Recall the specific calculations used in the management and treatment of sodium disorders
HYPERVOLAEMIC HYPERNATRAEMIA;
eg caused by iatrogenic fluids, salty food, renal failure, conn’s syndrome.
clin signs distended jugulars, pulmonary oedema,
Tx; part a) 5% dextrose for any fluid deficits
part b) loop diuretics to reduce sodium reabsorbtion eg furosemide 2mg/kg i/v
Serum sodium changes can be more rapid if salt intake eg was very rapid but if hypernatraemia occurred more chronically, aim to change sodium by <0.5mmol/L per hour.Otherwise will cause brain issues.
NORMOVOLAEMIC HYPERNATRAEMIA;
Free water loss without dehydration, eg from diabetes insipidus, hyposipidus.
Tx: part a)ideally oral fluid replacement but not all patients will drink
part b) calculate free water deficit;
FreeWaterDeficit=(([current Na])/([desired Na])-1)) x(0.6xbodyweight)
Then NumberofHours to reduce sodium by 0.5mmol/hr=
([current Na]-[desired Na])/0.5
Then FreeWaterDeficit/NumberofHours=ml of 5%dextrose per hour required.
OR can do 4ml/kg/hour of 5%dextrose.
part c) use another isotonic crystalloid to deliver any other ongoing fluid losses
part d) check electrolytes 4 hourly.
part e) if cerebral signs occur, use mannitol 0.5-1.5g/kg i/v slow 20min OR hypertonic 7% saline at 1-2ml/kg i/v 20min.

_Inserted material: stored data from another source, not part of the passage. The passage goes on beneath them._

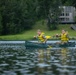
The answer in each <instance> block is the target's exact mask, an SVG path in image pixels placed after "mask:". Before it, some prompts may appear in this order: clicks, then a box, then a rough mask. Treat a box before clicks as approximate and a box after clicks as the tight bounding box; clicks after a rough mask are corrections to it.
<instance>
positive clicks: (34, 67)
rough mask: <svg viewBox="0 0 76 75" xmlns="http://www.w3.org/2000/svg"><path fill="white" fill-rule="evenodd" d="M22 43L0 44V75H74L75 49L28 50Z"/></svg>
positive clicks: (60, 48)
mask: <svg viewBox="0 0 76 75" xmlns="http://www.w3.org/2000/svg"><path fill="white" fill-rule="evenodd" d="M18 43H19V42H18ZM22 43H24V42H22ZM22 43H21V46H20V45H19V44H17V42H16V44H17V46H15V45H14V46H12V45H11V43H10V44H9V46H8V44H7V43H6V44H7V45H4V46H3V44H2V42H0V44H1V45H0V75H76V48H51V49H30V50H29V49H26V48H25V46H24V45H23V44H22ZM10 46H11V47H10Z"/></svg>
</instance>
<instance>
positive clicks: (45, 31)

HYPOVOLAEMIC HYPERNATRAEMIA
renal or gi loss. dehydrated.
Tx; crystalloid solution supplemented with hypertonic saline of 7%
VolumeofHypertonicSalinetoaddto1litreFluidBag=
([currentNa]-[desiredNa])x1000 /
([desiredNa]-[hypertonicNa]).
If after a period, hypernatraemia not improving, switch to 5%dextrose as above
Note that once volume deficits have improved, the kidneys should start helping to shed some of the hypernatraemia.
HYPONATRAEMIA
Again, rate of increasing serum [Na] should not exceed 0.5mEqmol/hour ( note for Na 1mEqmol=1mmol/L)
HYPOVOLAEMIC HYPONATRAEMIA
There is dehydration and low sodium, usually from Addisons. ie dehydration has released ADH which has resulted in increased thirst and water resorbtion but reduced aldosterone (eg addisons) has meant there is very little sodium retention.
Tx;
part a) volume resuscitation with a fluid which has a [Na] within 5-10mEq/L of the patient’s [Na]. Use a mix of isotonic crystalloids and 5%dextrose in water to make the i/v solution.

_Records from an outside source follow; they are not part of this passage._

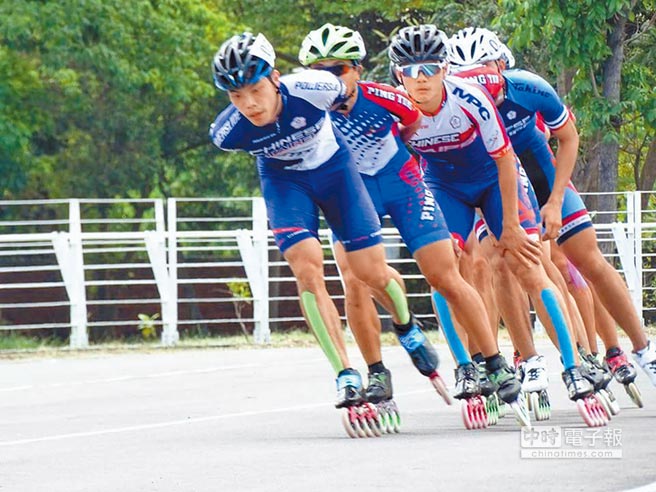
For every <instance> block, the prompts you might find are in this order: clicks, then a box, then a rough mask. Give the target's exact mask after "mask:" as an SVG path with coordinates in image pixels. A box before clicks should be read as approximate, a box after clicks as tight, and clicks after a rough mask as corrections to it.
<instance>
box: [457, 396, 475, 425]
mask: <svg viewBox="0 0 656 492" xmlns="http://www.w3.org/2000/svg"><path fill="white" fill-rule="evenodd" d="M460 413H461V415H462V421H463V423H464V424H465V429H467V430H472V429H474V428H475V422H474V415H473V413H472V411H471V406H470V405H469V400H462V401H461V402H460Z"/></svg>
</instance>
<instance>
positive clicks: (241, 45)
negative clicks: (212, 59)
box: [212, 32, 276, 91]
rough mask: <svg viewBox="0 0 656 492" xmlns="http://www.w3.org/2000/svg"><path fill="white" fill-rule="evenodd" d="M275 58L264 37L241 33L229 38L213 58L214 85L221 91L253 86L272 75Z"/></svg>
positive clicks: (271, 49) (273, 53) (244, 32)
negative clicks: (250, 84)
mask: <svg viewBox="0 0 656 492" xmlns="http://www.w3.org/2000/svg"><path fill="white" fill-rule="evenodd" d="M275 60H276V54H275V51H274V50H273V46H271V43H269V41H268V40H267V38H265V37H264V35H263V34H258V35H257V36H254V35H253V34H252V33H250V32H244V33H242V34H238V35H236V36H233V37H231V38H230V39H228V40H227V41H226V42H225V43H223V44H222V45H221V47H220V48H219V51H217V52H216V55H214V60H213V62H212V72H213V76H214V85H216V87H217V89H220V90H222V91H230V90H234V89H239V88H241V87H244V86H245V85H250V84H255V83H257V82H258V81H259V80H260V79H261V78H262V77H268V76H269V75H270V74H271V72H272V71H273V66H274V63H275Z"/></svg>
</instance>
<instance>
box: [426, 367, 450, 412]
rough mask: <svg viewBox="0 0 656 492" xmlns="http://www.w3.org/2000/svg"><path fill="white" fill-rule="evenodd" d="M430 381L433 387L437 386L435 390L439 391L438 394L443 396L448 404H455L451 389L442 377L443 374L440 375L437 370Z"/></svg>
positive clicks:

part b) if sodium concentration does not rise, do maintenance fluids with added hypertonic saline;
VolumehypertonicsalinetobeAdded=
([currentfluidNa]-[desiredivFluidNa]) x 1000/
([desiredivNa]-[supplementalivNa])
HYPERVOLAEMIC HYPONATRAEMIA;
Retention of free water eg oedema/ascites/pleural effusion.

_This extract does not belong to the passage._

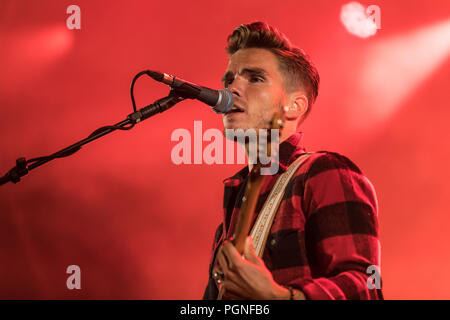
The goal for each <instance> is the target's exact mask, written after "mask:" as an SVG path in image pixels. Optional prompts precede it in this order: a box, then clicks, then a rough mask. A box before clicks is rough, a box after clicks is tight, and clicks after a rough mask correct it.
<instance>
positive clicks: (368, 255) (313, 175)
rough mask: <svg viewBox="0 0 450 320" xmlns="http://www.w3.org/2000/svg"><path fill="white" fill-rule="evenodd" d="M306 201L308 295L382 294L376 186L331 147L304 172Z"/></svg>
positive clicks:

Treat withWater restriction treatment for adh inappropriate secretion or primary polydipsia 9BOTH ARE VERY RARE)
In congestive heart failure, the body interprets low cardiac output as reduced circulating volume, thus releases renin angiotensin, leading to release of ADH and aldosterone leading to increased thirst and ultimately increased free water.
In either advanced cirrhosis or nephrotic syndrome, significant reduction in albumin can lead in increased fluid in interstitium, reducing effective circulating volume and again triggering renin angiotensin, ADH and aldosterone.
Tx is to manage underlying disease and is not usually managed with fluids.